Paru en avril 2011 aux Editions l’Harmattan à Paris (France), Derniers silences dévoilent la maturité inaugurale du poète Serge Eugène Ghoma Boubanga et nous embarquent dans une aventure des mots sur 105 pages. Les quatre-vingt-deux poèmes en vers que compte ce recueil n’obéissent pas à une construction strophique fixe. Il existe une variation formelle constante qui place le lecteur dans une dynamique de renouvellement. C’est un effet que produit aussi les titres des poèmes (chaque poème en possède) et qui tend à situer le lecteur non pas dans la dynamique de la poésie classique française mais dans celle plus proche des traditions congolaises d’un art verbal nourri aux parfums du terroir. L’évocation des lieux et des êtres permet, par une contextualisation considérable du travail, de parler d’une poétisation du silence. Il existe une intentionalité narrative ou plutôt poétique digne d’intérêt.

Au-delà des aspects formels, il convient de retenir la quintessence du livre à partir de quelques aspects majeurs. Nous avons relevé l’ouverture à l’altérité (« Préface », p. 9) en notant particulièrement la finitude de l’être et l’isolement du sujet. Il s’agit d’un aspect que relève aussi un autre lecteur du recueil, Alain Mabanckou dans son texte paru dans Jeune Afrique n° 2630 du 5 au 11 juin 2011 sur le poète (rubrique « Lu et approuvé, le dernier-né des ooètes congolais ».
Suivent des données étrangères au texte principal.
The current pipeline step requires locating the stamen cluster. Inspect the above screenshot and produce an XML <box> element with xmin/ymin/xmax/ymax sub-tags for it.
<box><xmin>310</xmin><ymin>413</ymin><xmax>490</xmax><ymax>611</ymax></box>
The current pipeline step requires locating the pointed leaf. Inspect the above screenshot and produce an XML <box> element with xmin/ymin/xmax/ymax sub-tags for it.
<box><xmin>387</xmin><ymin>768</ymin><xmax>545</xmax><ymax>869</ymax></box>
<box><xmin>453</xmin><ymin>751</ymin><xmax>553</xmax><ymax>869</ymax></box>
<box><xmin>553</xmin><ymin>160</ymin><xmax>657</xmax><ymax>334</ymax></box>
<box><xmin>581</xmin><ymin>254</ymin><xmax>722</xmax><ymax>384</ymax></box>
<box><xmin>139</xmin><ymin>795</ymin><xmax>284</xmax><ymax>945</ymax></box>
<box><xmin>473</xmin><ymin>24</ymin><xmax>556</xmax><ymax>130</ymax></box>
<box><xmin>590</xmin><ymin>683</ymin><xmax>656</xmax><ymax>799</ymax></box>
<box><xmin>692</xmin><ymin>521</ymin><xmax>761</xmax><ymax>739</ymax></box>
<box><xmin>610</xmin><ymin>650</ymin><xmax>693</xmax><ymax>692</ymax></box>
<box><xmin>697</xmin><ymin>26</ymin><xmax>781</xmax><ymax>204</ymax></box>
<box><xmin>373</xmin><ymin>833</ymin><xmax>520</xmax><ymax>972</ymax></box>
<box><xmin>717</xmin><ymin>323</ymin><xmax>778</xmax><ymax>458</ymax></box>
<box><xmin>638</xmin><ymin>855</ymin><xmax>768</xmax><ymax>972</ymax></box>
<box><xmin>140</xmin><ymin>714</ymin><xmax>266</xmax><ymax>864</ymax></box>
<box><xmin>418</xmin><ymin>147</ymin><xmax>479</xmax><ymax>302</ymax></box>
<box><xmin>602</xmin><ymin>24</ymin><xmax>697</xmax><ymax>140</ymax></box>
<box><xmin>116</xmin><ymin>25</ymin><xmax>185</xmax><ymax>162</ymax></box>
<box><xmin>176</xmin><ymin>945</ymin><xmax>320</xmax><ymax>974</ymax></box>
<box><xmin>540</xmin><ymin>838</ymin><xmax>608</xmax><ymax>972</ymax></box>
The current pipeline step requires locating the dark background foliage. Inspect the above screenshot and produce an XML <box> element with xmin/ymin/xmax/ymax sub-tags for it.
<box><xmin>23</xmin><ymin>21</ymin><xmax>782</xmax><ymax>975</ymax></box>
Ce recueil contient des paroles initiales qui disent la présence du sujet dans un espace-temps, dans une dynamique vitale où la naissance, la mort, l’espérance… construisent un réalisme poétique qui touche le lecteur. Mais au-delà de ce « réalisme », c’est le rapport à soi et à l’altérité qui est annoncé, c’est la rupture qui énonce la parole poétique des Derniers silences préludes au temps de la parole.

En effet, ce recueil porte sur l’écriture des ultimes silences, écriture qui conïncide avant tout au silence des mots lesquels peuvent, dans une double dynamique, être lus silencieusement ou à haute voix.

Ce livre est une sorte d’obituaire qui s’ouvre presque logiquement par une « Epitaphe ». Le silence qui règne alors est celui de l’espace du cimétière. Mais le poète s’adressant à l’éclaireur de « porter sa voix à l’infini » : « Eclaireur anonyme/Tu iras dans les nuits immortelles/Annoncer ma venue aux aïeux./Dans les gorges ombreuses/Tu porteras ma voix à l’infini/L’écho de ma vie dira ma liberté/[…] » (« Epitaphe », p. 11).

Le recueil annonce donc la passage à la parole créatrice, à l’existence telle que comprise par les philosophes existentialistes allemands qui parlent de « l’être-au-monde » (le dasein) de par l’homme. On intègre encore une dynamique pragmatique à la poésie. Les Derniers silences énoncent en effet un paradoxe. Ce titre renvoie aux silences par opposition à la parole ou au bruit (compris comme une parole inaudible. Le paradoxe est encore celui des derniers silences qui s’opposent aux premières paroles. C’est la mémoire silencieuse en soi que le poète confie à la communauté, à la postériorité (p. 58) dans un élan de partage. L’absence de déterminant devant le signifiant derniers et la notion de pluralité définissent un absolu du langage et de la réalité. Ce sont les silences « de tous les bruits […], [des] pensées, […] des gens perdus […] de grâce », (« Méditations », p. 56).

Il ne s’agit pas des « premiers silences », ni des « silences intermédiaires » mais des « derniers silences » qui deviennent ici des silences d’éternité. C’est « la diction du désert des mots » qui pose une lecture de la parole poétique. Ce sont des silences sonores qui permettent un affranchissement des limites grâce à la parole :

 

« Dans la vie qui s’achève

Ta parole affranchie

Des carcans temporels ».

(« Le poète endormi », p. 23).

 

 

Le recueil de poèmes construit une médiation entre le silence et la voix, la lecture du poème et sa non-lecture… Il existe ce dialectisme présocratique qui construit des possibilités de lectures du recueil. Notre sentiment est que cette poésie est engageante dans le sens où elle sent qu’elle tend à déconstruire toute perception du monde fondée sur un réalisme primaire des études.